The air is damp, the wind whipping and chilly. This weather combined with the heartbreak of unrequited parasocial love has got me ripe for brooding, but how can I? I look around me and I see no temperate grasslands, no thin soil, no rolling fog. Do you think I’m just going to brood in my local park surrounded by strollers, dogs, and no ghosts? Get real. I need the wily, windy moors and I need them stat.
Seriously, is there a shuttle that runs from here to West Yorkshire?

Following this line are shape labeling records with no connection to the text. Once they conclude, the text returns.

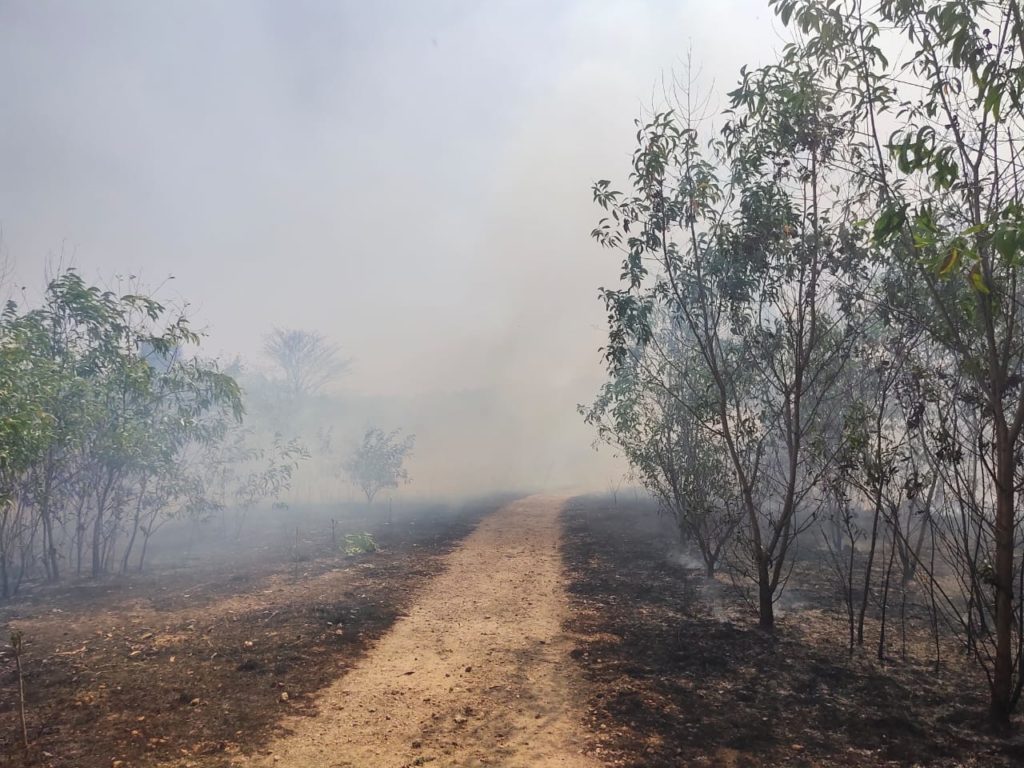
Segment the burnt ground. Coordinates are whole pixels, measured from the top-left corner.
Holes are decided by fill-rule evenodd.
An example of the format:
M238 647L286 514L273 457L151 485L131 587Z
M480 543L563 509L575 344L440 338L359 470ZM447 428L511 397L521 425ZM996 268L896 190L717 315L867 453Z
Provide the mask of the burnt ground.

Of course, many people will try to point out alternate brooding locales. They’ll say, “Can’t you brood on a train while watching raindrops roll down the window?” Um…no. That’s melancholic dwelling, and there’s a time and a place for it, but it’s not what the doctor ordered. Brooding is more aggressive and requires an expansive landscape, in which one could walk for miles, upturned-collar no match for the gray and despairing oppressive sky.
Give me pathetic fallacy or get out of the way!
Sorry, that was a little much, but it’s all this pent-up brooding energy. I need some relief, and the closest thing I’ve got to a moor is the really big parking lot by my local Home Depot.
Will you help a brooder out here??
So anyway, if you’re in the English or Welsh moors, thanks for reading my housing swap ad! As I mentioned, my town has a great Home Depot and an annoying park. Talk soon!